Sotheby’s - the world’s second largest art seller – had promised the owner of the Van Gogh an undisclosed minimum price, and had to buy the painting itself because no bidder offered a price above that minimum.
Richard Feigen, a New York art collector and dealer, told The Times: “What the auction showed is that there is a lowering of the temperature of the art market. We won’t really know the extent of a slowdown until next week’s contemporary art sales.”
The auctioneer sold Gauguin’s Te Poipoi (The Morning) but secured $39.24 million for the painting, short of its low end estimate of $40 million.
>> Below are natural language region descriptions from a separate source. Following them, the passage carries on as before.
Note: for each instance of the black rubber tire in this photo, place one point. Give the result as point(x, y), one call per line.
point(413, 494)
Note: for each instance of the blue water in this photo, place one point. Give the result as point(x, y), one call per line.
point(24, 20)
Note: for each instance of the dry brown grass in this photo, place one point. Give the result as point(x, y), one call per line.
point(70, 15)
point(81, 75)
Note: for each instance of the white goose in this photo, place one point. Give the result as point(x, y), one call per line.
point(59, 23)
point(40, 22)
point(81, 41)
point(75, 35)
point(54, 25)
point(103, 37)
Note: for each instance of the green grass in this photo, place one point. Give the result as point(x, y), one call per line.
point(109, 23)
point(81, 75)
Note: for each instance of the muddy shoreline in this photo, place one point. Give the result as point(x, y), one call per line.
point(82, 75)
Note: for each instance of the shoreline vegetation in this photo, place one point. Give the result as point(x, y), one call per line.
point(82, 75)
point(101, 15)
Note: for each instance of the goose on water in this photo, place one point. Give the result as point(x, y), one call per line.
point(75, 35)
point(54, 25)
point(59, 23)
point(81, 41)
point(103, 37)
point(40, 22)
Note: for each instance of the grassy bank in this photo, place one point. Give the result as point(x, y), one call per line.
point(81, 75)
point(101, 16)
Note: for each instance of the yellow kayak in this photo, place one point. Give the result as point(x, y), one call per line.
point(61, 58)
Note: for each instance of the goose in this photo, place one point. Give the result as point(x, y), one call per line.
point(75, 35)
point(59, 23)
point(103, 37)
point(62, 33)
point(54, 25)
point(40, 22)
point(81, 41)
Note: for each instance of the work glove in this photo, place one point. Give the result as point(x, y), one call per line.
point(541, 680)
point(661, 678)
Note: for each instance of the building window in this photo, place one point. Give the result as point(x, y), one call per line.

The work was bought by Joseph Lau, a Hong Kong art collector.
David Norman, the Sotheby’s chairman of Impressionist and modern art, said after Wednesday’s auction: “I’m not ready to read this at all as a correction to the market, which I think, despite tonight, is strong. I see it more as resistance to the aggressive estimates and not so much that the market has turned.”
Mr Norman insisted that the auctioneer had had a rush of interest in the Van Gogh, which had been expected to sell for between $28 million and $35 million, as soon as the sale was over. Sotheby’s failed to return calls yesterday.